High protein snacks are the key to keeping a lean body, feeling fuller for longer, and aiding in muscle recovery. Snacks should contain at least 10 grams of protein, but these 10 listed will have 20 grams of protein or more!
Cottage Cheese Cup- 35 G protein
Blend a serving a fat free cottage cheese in the blender (15 grams protein)
Mix a 1 serving of protein powder in the cottage cheese (20 grams protein)
Top with berries and syrup
Peanut Butter Greek Yogurt Cup - 23 G protein
1 serving fat free Greek yogurt (15 grams protein)

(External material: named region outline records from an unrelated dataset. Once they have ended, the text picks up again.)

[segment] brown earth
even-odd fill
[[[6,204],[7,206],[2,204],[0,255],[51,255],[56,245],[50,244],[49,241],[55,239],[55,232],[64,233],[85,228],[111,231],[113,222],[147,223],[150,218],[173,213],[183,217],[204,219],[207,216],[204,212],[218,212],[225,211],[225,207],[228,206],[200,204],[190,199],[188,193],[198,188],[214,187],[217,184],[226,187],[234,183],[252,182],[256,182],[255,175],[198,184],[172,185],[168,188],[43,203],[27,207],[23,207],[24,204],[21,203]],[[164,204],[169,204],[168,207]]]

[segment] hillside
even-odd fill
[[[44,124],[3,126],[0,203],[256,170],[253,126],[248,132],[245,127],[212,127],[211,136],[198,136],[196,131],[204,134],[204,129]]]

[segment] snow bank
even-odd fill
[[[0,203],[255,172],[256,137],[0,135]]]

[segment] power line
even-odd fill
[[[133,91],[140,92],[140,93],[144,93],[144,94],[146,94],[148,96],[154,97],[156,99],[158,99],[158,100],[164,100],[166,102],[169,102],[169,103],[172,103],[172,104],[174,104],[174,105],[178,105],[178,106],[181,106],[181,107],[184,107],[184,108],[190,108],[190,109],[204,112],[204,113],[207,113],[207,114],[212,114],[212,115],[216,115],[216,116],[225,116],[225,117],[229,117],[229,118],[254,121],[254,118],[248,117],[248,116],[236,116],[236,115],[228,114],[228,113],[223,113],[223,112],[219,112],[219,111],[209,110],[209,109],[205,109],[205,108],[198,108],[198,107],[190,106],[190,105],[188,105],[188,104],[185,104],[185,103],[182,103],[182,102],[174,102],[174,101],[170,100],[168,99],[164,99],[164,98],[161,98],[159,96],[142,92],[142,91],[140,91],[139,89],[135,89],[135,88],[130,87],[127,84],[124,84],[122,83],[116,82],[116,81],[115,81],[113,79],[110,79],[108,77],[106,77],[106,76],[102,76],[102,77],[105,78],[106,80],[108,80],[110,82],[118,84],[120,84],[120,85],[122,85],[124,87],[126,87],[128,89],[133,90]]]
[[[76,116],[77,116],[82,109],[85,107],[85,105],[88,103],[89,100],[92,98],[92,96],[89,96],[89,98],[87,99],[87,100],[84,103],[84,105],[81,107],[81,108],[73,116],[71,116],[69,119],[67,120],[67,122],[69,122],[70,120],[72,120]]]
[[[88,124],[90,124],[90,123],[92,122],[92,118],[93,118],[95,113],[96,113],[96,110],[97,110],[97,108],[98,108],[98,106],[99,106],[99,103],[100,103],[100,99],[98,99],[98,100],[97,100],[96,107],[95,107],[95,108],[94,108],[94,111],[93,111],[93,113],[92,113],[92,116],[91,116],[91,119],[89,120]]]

1 serving PBFIT (8 grams protein)
Top with cinnamon and chocolate chips
Beef Jerky & Cheese - 31 G protein
2 Chomps turkey or beef sticks (24 grams protein)
pair with 1 serving hard cheddar cheese (7 grams)
Protein Shake - 20 G protein
1 serving protein powder (20 grams protein)
1 serving almond milk
1 serving creamer of choice for added flavor
Edamame & Chili Flakes - 23 G protein
1.5 cup of edamame (23 grams protein)
Sprinkle chili flakes on top and airfry for 5 minutes
Tuna Lettuce Wraps - 20 G protein
1 serving tuna (20 grams protein)
Wrap tuna in lettuce and add condiments of choice (mustard, mayo, relish, etc.)